Soenarko Tuai Sorotan: Dari Arogansi hingga Dugaan Post Power Syndrome

oleh -80 Dilihat

Jakarta – Netizen ramai dengan sikap Mayjend Purn Soenarko yang dinilai kontroversial dan tidak menunjukkan contoh yang baik untuk sosok seorang militer sejati. Sebaliknya Soenarko lebih menunjukkan karakter otoriter khas militer usang yang ingin dihormati tetapi senang merendahkan orang. Hal tersebut muncul setelah komentarnya terhadap sesama purnawirawan TNI yakni Luhut Binsar Pandjaitan yang disebut penjilat, pembohong dan rakus.

Netizen kemudian mengingatkan Soenarko yang pernah menjadi tersangka kasus makar dan kepemilikan senjata api illegal kemudian dibebaskan justru dengan jaminan okeh Luhut Binsar Panjaitan.

“Bahasa terima kasih yang aneh, ditolong malah balas memaki,” terang salah satu netizen. Yang lain menyebut Soenarko sebagai Jenderal sakit hati yang tidak tau diri.

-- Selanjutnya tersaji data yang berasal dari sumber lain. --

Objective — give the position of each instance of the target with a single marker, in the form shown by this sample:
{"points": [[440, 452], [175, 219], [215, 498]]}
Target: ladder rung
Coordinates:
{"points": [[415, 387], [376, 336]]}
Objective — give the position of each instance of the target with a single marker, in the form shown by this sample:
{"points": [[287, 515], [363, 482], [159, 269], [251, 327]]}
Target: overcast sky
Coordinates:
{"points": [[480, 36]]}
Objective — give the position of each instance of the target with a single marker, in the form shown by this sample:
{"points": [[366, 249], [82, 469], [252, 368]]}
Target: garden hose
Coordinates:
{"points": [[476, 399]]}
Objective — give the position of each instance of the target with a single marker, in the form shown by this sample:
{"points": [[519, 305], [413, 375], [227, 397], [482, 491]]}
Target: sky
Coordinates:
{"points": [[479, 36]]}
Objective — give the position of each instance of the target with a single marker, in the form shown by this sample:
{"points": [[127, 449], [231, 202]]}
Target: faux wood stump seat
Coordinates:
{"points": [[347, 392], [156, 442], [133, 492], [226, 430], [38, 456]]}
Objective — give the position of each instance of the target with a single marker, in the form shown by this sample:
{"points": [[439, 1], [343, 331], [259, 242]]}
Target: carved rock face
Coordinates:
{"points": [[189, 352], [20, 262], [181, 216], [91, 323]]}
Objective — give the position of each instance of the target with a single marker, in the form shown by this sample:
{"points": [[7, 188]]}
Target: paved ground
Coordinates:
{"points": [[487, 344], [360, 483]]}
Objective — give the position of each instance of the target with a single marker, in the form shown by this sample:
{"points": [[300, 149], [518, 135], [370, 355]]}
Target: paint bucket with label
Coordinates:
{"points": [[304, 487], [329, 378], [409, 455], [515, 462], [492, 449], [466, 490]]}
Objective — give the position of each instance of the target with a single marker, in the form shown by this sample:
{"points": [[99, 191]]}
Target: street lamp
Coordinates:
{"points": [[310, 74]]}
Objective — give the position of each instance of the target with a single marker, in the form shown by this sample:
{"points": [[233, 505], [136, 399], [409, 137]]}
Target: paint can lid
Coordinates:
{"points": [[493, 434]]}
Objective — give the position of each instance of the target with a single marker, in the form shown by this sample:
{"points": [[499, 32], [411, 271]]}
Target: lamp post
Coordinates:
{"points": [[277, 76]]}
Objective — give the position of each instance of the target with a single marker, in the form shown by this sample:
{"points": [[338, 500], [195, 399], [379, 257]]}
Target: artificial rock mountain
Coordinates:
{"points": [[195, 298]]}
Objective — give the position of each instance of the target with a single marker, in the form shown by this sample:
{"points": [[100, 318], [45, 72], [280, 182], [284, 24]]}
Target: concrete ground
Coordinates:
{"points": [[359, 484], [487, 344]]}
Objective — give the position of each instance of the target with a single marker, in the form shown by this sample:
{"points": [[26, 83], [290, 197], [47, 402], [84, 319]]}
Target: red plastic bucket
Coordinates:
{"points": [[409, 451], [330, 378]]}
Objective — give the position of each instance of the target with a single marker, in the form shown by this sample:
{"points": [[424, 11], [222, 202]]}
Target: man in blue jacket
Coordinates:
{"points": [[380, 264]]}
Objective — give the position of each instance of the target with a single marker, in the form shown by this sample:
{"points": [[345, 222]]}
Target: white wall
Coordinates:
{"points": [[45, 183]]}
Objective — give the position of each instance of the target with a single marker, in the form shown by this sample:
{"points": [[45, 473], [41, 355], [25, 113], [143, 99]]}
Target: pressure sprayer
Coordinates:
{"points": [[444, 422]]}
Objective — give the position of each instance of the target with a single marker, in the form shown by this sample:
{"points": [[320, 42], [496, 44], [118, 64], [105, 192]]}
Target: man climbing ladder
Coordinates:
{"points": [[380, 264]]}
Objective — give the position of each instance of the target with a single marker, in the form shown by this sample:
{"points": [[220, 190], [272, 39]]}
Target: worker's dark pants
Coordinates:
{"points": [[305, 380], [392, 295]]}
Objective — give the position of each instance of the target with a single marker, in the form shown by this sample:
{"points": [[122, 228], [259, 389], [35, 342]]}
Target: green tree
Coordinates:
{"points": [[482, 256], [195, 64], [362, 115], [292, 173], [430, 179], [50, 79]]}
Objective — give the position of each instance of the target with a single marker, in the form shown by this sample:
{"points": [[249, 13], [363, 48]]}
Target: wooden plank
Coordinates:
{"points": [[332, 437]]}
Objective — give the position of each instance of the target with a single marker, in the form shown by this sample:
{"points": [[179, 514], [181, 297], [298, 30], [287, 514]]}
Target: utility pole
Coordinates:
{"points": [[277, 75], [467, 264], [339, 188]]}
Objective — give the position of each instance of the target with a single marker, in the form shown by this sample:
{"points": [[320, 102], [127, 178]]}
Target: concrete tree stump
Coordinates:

Post power syndrom dan kehilangan arah, soenarko dinilai senang berbicara serampangan dalam berbagai momentum, bahkan menyebut pihak yang mengkritiknya sebagai orang gila.

Soenarko juga diminta untuk lebih banyak introspeksi diri bahwa kondisinya saat ini mungkin tidak lepas dari sifatnya yang tidak baik pada saat menjabat.

“Apa yang ditabur itulah yang dituai, pakdhe narko baiknya banyak berbuat baik dan bertaubat supaya hari tuanya tenang” sebut salah satu warganet lainnya.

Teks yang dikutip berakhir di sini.